Rationing, he says. Does he not understand that the private insurance market is rather adept at rationing? Can he think of a single healthcare plan where the beneficiary can have all the healthcare they like covered under the plan? Oh yes, the current system does rationing very well. 47 million are rationed out completely. A further 25 million are underinsured, meaning they have to forsake healthcare based on cost. Rationing. And when insurance companies refuse coverage, dropping coverage, and denying claims — as they do in thecurrent system and which disproportionately affects the poor – then yes, that too is rationing. So what then is he talking about? Perhaps the misconception that single-payer systems ration extensively on quantity rather than cost? This is simply not true, but is beside the point, because the current proposals are nowhere close to single payer. I will merely point out that the best systems, the ones that mix public and private coverage, generally do very well on speedy access to healthcare – and without leaving anybody behind. Oh yes, and they probably kill a lot fewer people than the US system, as they grant universal healthcare and emphasize primarty care. In fact, the US scores pretty badly on life expectancy and mortality indices.

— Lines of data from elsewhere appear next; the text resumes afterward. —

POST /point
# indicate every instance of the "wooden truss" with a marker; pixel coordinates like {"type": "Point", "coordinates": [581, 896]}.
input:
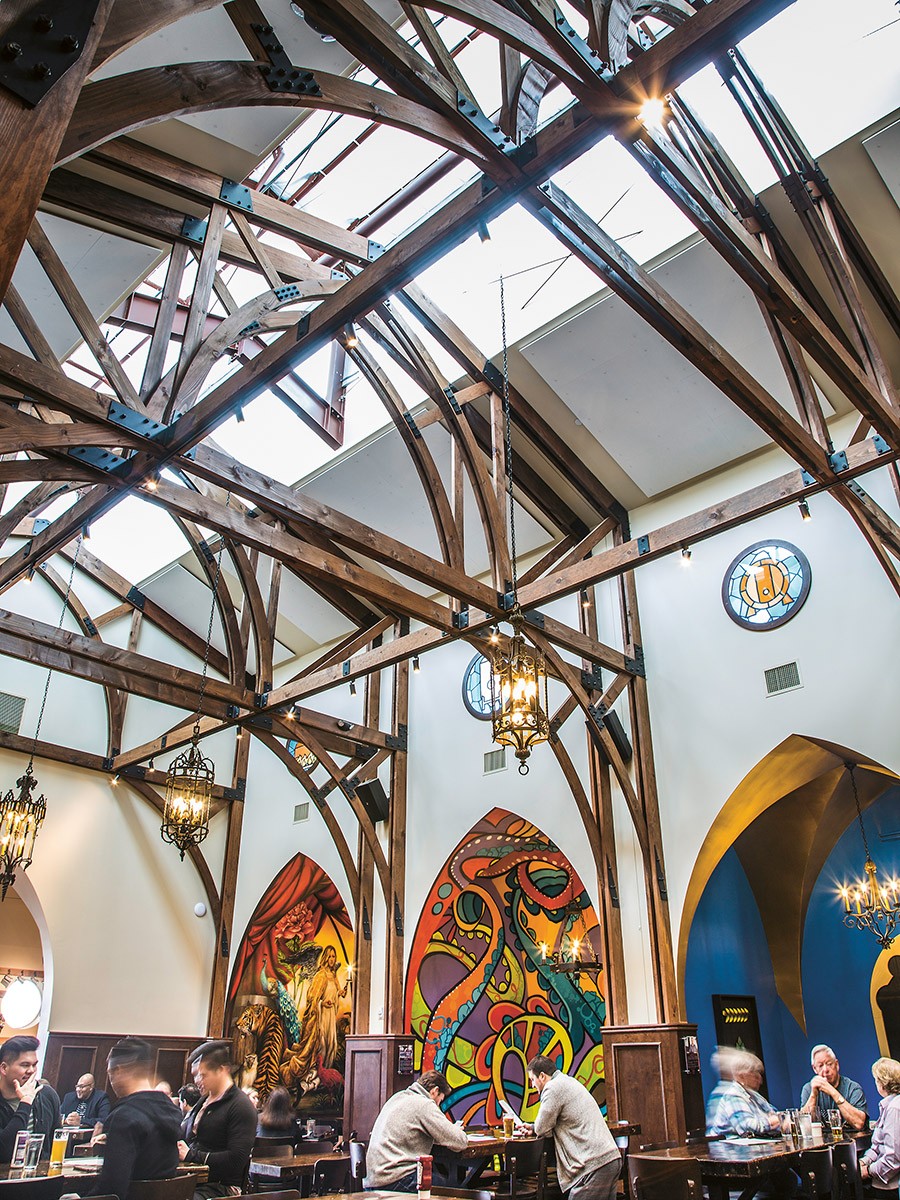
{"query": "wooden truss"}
{"type": "Point", "coordinates": [71, 154]}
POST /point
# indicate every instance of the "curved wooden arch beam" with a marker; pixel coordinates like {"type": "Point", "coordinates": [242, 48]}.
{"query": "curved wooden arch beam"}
{"type": "Point", "coordinates": [229, 330]}
{"type": "Point", "coordinates": [492, 519]}
{"type": "Point", "coordinates": [120, 105]}
{"type": "Point", "coordinates": [193, 852]}
{"type": "Point", "coordinates": [569, 676]}
{"type": "Point", "coordinates": [619, 15]}
{"type": "Point", "coordinates": [281, 753]}
{"type": "Point", "coordinates": [83, 619]}
{"type": "Point", "coordinates": [234, 647]}
{"type": "Point", "coordinates": [425, 466]}
{"type": "Point", "coordinates": [135, 19]}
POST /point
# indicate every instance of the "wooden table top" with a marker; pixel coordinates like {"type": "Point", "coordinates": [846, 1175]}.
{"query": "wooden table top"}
{"type": "Point", "coordinates": [733, 1158]}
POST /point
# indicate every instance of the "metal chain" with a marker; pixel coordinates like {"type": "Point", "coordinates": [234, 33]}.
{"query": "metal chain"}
{"type": "Point", "coordinates": [851, 767]}
{"type": "Point", "coordinates": [29, 769]}
{"type": "Point", "coordinates": [209, 629]}
{"type": "Point", "coordinates": [508, 447]}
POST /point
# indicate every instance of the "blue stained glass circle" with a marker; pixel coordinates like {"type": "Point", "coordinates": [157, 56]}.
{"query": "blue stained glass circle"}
{"type": "Point", "coordinates": [477, 688]}
{"type": "Point", "coordinates": [766, 585]}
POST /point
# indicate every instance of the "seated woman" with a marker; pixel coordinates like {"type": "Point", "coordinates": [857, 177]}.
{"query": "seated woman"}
{"type": "Point", "coordinates": [880, 1167]}
{"type": "Point", "coordinates": [277, 1115]}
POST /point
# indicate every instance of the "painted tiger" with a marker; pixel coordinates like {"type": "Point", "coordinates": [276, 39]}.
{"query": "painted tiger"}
{"type": "Point", "coordinates": [264, 1025]}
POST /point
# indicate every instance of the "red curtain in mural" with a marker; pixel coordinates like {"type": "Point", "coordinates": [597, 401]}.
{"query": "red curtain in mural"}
{"type": "Point", "coordinates": [301, 882]}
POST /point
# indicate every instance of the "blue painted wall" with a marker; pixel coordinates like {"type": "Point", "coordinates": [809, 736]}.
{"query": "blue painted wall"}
{"type": "Point", "coordinates": [727, 953]}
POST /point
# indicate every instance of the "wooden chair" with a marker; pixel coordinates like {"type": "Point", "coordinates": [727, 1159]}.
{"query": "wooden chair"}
{"type": "Point", "coordinates": [816, 1174]}
{"type": "Point", "coordinates": [180, 1187]}
{"type": "Point", "coordinates": [358, 1165]}
{"type": "Point", "coordinates": [46, 1188]}
{"type": "Point", "coordinates": [664, 1180]}
{"type": "Point", "coordinates": [330, 1175]}
{"type": "Point", "coordinates": [526, 1161]}
{"type": "Point", "coordinates": [849, 1185]}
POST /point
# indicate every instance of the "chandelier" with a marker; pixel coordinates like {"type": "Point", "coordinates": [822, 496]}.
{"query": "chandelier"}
{"type": "Point", "coordinates": [191, 778]}
{"type": "Point", "coordinates": [21, 814]}
{"type": "Point", "coordinates": [519, 673]}
{"type": "Point", "coordinates": [868, 904]}
{"type": "Point", "coordinates": [573, 948]}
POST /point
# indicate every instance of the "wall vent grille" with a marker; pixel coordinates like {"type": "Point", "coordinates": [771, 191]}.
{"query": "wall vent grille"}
{"type": "Point", "coordinates": [784, 678]}
{"type": "Point", "coordinates": [495, 760]}
{"type": "Point", "coordinates": [11, 709]}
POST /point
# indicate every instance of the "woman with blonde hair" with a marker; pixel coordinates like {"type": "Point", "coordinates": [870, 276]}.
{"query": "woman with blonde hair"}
{"type": "Point", "coordinates": [880, 1167]}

Of course, he brings up the euthanasia canard. Why? Because Sarah Palin made it up? In fact, I think it is far more likely that a life would be ended in a private system where cost is the bottom line, especially if the family cannot afford the princely sums that would be needed. In fact, the law quite frequently allows hospitals and healthcare providers to withdraw care from patients they deem too expensive to continue sustaining. And remember the example of Elizabeth Anscombe’s daughter, a stroke victim whose life was saved by the “socialist” British healthcare system after the American system would have pulled the plug.

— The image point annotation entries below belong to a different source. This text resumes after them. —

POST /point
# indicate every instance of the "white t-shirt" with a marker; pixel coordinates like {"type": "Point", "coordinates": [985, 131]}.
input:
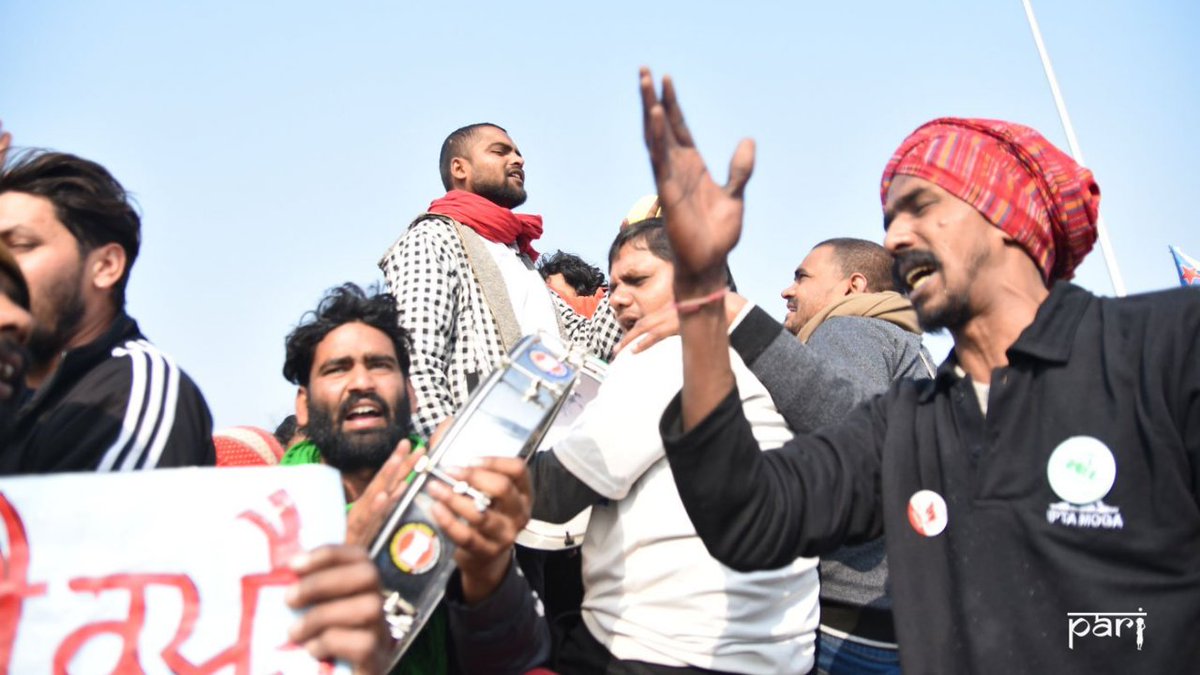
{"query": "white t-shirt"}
{"type": "Point", "coordinates": [652, 591]}
{"type": "Point", "coordinates": [527, 291]}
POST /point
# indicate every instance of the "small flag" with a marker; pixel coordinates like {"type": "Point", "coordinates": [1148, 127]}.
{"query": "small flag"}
{"type": "Point", "coordinates": [1189, 269]}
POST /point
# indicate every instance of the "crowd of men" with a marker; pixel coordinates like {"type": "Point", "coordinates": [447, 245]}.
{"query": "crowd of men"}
{"type": "Point", "coordinates": [814, 495]}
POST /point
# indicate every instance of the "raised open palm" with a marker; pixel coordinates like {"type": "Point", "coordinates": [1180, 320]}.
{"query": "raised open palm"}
{"type": "Point", "coordinates": [703, 219]}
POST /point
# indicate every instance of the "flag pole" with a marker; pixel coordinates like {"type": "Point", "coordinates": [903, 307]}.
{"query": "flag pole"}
{"type": "Point", "coordinates": [1102, 230]}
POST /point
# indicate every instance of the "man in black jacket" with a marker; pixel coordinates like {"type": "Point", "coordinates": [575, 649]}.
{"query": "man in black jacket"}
{"type": "Point", "coordinates": [1039, 495]}
{"type": "Point", "coordinates": [101, 396]}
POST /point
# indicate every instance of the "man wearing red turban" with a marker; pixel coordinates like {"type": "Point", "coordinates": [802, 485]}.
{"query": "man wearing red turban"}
{"type": "Point", "coordinates": [1041, 494]}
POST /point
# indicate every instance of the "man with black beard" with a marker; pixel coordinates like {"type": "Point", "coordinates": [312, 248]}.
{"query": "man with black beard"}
{"type": "Point", "coordinates": [1051, 467]}
{"type": "Point", "coordinates": [349, 362]}
{"type": "Point", "coordinates": [101, 398]}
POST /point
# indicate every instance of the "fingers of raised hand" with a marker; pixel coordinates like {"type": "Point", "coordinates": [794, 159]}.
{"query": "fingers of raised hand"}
{"type": "Point", "coordinates": [678, 127]}
{"type": "Point", "coordinates": [340, 587]}
{"type": "Point", "coordinates": [741, 167]}
{"type": "Point", "coordinates": [331, 572]}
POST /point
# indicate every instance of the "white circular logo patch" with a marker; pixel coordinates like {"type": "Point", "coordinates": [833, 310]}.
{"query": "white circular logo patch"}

Let’s get to the bottom line. If one accepts healthcare as a basic human right, as the Catholic Church does, then one has to accept that the current system is deeply immoral. One has to accept that any reform must begin by regulating the behavior of private insurers, whatever you think of a public option (and remember, the whole point of the public option is simply to control costs — once again, as with a market solution, a mere means to an end). What does this reform do? It puts in place a code of conduct for insurance companies, and allows those without insurance to access it through a health exchange, with the help of subsidies. In other words, it tries to level the playing field a little, to increase the bargaining power of the ordinary person. Remember the insight of Leo XIII– there was a law of natural justice greater than the law of the market, and the worker could be “the victim of force and injustice” if this was not respected. This is the reason behind the Church’s staunch support of unions — to make an unequal bargaining relationship more equal, to allow the outcome better accord with natural justice. I would contend the same is true in healthcare — just as unions bring workers together to protect them from exploitation, so do health exchanges and regulation of insurance companies give the uninsured greater leverage, making it more likely that natural justice (in this case, the right to healthcare) wins out over the market solution.
None of this makes any sense if you believe in the Reaganite mantra that government can only bring ill. But it makes perfect sense if you read it through the prism of Catholic social teaching.